The Juvenile form of the disease is less common, and develops usually in childhood or adolescence, marked by symptoms such as frequent falling, slurred speech, and rigidity in movements and drooling. In addition, cognitive decline hampers academic and social performance. This form of the disease progresses more quickly with a life span of just 10-15 years from the onset of symptoms.
According to an estimate by the NIH the disease affects an estimated 3 to 7 per 100,000 people of European ancestry and is primarily caused by a mutation in the HTT gene that is responsible for providing clear instructions for making the huntingtin protein. The malfunctioning of the gene involves a DNA segment known as CAG trinucleotide repeat, the increase in the size of which leads to production of abnormally long version of the huntingtin protein. The abnormal binding and accumulation of the protein results in the dysfunction and death of neurons in the brain.
The disease is inherited in an autosomal dominant pattern, which makes one copy of the altered gene in either parent, sufficient for the child to inherit this disorder. The disease is diagnosed through genetic testing and has no cure at present. The treatment options aim at alleviating the symptoms. Teva pharmaceuticals (NYSE: TEVA) Austedo and Bausch Health’s (NYSE: BHC) Xenazine are the only two marketed drugs for the treatment of Huntington’s.

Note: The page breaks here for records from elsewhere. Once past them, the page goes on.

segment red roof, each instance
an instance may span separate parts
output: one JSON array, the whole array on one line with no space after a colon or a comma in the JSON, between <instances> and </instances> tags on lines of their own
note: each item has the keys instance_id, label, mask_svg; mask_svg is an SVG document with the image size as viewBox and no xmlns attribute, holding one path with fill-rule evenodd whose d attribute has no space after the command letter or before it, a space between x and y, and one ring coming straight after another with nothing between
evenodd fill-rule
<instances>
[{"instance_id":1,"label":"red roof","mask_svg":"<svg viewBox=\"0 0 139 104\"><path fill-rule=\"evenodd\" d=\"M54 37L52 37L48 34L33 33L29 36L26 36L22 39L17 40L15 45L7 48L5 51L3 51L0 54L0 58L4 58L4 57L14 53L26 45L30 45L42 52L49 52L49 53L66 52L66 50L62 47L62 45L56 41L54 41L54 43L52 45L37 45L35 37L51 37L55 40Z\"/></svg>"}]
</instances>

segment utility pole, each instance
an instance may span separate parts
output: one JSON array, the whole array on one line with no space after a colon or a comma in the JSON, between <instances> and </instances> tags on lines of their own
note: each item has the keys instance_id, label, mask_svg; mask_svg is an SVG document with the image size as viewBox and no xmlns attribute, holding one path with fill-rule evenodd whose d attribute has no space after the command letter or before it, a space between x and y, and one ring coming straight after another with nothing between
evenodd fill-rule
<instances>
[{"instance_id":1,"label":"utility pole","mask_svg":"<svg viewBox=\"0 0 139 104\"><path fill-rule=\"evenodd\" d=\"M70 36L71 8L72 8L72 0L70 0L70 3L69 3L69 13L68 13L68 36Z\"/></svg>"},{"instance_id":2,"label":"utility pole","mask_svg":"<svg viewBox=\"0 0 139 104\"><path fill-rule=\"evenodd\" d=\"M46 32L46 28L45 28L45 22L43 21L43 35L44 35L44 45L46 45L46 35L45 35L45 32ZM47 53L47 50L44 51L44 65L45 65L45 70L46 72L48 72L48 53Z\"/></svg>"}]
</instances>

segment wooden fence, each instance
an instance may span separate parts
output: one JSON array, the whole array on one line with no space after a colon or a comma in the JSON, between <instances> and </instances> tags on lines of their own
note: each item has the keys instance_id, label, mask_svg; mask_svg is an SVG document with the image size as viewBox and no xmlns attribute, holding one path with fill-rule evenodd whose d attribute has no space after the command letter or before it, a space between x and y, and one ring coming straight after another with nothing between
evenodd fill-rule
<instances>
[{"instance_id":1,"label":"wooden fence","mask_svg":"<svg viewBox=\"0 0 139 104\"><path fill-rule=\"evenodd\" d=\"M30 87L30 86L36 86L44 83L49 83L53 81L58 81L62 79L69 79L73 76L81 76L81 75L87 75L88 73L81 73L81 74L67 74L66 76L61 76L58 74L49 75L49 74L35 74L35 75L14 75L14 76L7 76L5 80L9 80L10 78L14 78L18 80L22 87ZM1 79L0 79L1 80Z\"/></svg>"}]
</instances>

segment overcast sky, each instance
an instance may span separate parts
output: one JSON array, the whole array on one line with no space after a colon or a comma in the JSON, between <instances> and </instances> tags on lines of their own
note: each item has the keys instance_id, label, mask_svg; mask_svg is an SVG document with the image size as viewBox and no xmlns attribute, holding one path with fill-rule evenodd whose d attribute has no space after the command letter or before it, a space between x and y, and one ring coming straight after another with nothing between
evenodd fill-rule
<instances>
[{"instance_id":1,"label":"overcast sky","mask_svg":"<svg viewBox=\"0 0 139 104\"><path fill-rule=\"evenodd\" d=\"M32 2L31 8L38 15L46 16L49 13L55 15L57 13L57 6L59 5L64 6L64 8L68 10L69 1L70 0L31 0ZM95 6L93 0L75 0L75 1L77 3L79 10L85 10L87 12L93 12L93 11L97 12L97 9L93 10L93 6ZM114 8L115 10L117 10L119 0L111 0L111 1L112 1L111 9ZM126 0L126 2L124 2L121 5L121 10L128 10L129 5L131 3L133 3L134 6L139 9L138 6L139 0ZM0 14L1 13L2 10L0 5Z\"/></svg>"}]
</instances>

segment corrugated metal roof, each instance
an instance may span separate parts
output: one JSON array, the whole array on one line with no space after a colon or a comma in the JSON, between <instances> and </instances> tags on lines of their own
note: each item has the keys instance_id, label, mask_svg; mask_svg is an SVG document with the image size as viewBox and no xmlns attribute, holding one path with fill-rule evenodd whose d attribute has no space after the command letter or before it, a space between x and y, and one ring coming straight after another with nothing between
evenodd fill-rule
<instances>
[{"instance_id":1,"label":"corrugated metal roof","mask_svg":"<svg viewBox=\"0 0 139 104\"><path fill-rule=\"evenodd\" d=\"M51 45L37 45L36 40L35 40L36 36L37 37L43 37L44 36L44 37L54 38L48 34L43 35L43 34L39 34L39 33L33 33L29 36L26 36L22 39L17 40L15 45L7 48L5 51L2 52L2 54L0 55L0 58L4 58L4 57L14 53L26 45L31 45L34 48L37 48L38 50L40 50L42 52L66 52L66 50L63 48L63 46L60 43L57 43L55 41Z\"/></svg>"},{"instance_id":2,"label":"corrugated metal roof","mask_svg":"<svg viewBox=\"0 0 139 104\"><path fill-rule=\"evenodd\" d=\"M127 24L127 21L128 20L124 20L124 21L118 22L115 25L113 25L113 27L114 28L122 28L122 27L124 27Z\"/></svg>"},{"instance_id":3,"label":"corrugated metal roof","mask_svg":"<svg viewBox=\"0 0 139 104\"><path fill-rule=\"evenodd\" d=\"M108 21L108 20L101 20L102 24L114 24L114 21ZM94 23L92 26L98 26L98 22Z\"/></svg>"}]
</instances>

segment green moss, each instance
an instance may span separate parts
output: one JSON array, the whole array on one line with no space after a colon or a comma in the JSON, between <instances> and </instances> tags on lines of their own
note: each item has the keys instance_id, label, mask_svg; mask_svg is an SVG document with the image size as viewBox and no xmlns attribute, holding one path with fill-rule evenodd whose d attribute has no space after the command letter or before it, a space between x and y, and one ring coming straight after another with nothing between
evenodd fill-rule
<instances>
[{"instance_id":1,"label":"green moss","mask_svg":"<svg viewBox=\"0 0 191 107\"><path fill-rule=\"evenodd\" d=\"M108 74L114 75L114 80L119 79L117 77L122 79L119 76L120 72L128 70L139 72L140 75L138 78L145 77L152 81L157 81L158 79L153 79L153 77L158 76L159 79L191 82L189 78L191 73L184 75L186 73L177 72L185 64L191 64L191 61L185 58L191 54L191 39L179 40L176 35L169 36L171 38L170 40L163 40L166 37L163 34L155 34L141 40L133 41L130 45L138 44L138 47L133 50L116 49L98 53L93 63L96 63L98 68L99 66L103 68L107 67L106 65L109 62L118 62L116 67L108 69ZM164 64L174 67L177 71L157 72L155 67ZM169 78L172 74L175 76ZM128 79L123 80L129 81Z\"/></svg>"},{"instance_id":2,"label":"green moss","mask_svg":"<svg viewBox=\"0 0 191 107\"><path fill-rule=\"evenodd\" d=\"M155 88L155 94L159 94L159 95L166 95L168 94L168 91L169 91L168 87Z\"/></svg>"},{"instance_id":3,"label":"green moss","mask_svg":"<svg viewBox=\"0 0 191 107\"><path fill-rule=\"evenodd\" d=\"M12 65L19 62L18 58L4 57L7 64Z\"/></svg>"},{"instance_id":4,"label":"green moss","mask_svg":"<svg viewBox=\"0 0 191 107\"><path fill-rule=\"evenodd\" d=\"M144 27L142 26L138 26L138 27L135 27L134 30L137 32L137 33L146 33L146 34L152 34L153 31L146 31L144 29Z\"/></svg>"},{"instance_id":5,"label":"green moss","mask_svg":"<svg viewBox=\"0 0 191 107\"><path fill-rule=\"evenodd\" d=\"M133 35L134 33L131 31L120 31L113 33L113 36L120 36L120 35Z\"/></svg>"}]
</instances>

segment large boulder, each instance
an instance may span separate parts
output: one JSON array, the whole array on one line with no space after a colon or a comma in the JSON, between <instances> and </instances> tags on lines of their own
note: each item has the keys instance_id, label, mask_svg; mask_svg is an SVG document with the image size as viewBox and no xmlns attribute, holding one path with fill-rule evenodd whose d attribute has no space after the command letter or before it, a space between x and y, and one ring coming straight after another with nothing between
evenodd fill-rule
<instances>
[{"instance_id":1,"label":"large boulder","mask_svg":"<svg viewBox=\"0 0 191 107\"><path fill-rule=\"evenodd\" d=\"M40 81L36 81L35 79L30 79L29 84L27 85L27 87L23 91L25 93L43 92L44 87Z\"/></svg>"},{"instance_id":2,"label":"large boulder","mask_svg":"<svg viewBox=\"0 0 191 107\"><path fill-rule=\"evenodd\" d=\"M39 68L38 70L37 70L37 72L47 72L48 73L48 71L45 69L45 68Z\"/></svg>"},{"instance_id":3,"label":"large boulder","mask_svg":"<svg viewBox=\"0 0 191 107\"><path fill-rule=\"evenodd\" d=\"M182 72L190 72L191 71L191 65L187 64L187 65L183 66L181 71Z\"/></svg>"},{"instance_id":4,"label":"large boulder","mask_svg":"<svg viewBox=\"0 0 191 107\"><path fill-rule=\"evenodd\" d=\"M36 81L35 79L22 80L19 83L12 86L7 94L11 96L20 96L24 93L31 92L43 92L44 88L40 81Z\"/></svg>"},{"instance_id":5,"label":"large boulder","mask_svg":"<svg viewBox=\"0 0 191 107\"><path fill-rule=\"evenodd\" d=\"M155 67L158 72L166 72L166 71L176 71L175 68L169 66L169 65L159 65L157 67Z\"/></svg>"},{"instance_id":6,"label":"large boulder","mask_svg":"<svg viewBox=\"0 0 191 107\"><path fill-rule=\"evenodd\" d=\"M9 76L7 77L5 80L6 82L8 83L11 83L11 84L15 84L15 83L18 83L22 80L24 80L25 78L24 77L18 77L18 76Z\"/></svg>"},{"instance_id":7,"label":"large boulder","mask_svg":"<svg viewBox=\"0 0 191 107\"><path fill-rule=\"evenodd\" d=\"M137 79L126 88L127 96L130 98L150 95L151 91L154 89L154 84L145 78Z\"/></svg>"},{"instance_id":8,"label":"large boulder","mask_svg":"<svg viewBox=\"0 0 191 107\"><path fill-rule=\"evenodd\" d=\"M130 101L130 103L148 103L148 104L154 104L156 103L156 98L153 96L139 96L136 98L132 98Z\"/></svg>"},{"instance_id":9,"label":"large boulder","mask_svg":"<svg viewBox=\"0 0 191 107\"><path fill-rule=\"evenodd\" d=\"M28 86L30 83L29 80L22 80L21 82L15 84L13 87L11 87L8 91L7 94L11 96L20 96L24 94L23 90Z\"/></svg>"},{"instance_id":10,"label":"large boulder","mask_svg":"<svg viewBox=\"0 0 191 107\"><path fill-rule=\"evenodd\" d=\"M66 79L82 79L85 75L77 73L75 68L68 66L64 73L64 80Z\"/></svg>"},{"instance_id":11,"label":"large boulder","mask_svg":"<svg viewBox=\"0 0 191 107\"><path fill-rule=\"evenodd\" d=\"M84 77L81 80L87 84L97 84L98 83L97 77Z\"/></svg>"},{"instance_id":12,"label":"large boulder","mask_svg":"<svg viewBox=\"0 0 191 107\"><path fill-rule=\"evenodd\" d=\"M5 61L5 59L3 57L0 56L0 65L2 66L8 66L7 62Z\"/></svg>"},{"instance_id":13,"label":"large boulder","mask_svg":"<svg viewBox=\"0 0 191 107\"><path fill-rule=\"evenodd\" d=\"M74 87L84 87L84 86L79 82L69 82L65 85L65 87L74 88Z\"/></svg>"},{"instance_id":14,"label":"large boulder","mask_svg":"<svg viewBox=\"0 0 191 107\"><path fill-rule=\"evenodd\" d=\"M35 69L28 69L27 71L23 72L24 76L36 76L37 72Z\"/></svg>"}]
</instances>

There are numerous candidates under clinical development which are using novel approaches such as lysosomal cysteine transporter, Huntington, SIRT1, vasopressin receptors, semaphorin 4D/CD100, aryl hydrocarbon receptor, phosphodiesterase 10a, PPAR delta, and PPAR gamma according to a report by ResearchandMarkets. According to a report by Grand View Research Inc, the global Huntington’s disease market is expected to be worth over USD 1.5 billion by 2023, growing at a CAGR of 38.2% during the forecast period
Wave Life Sciences is taking the oligonucleotide approach to creating nucleic acid based therapeutics, for the treatment of rare genetic diseases, such as Huntington’s disease, amyotrophic lateral sclerosis and frontotemporal dementia. The Company’s proprietary platform can chemically modify short-length RNA or DNA strands to alter the production of disease-causing proteins and inhibit degradation of oligonucleotides by changing their natural phosphate backbone to phosphorothioates, by replacing a non-bridging oxygen atom with a sulphur atom. Its chemistry platform allows for the design, manufacturing and optimization of stereopure oligonucleotides.
The technology enables the company to create medicines with improved safety profiles, stability and far greater pharmacological properties, which have a wide applicability across platforms such as Antisense, Exon Skipping, Splice Correction, RNAi and MicroRNA. The company has a scalable in-house cGMP manufacturing unit in Lexington, Massachusetts, which helps it regulate the development and supply of its products.
The development of the company’s lead candidate for DMD suvodirsen (WVE-210201), which used exon skipping to create truncated functional dystrophin protein to target restoration of the mRNA reading frame, was discontinued in December 2019. The Drugs Phase 2/3 efficacy and safety trial for Duchenne muscular dystrophy (DMD) was selected for the complex innovative trial designs (CID) by the U.S. Food and Drug Administration (FDA) pilot program.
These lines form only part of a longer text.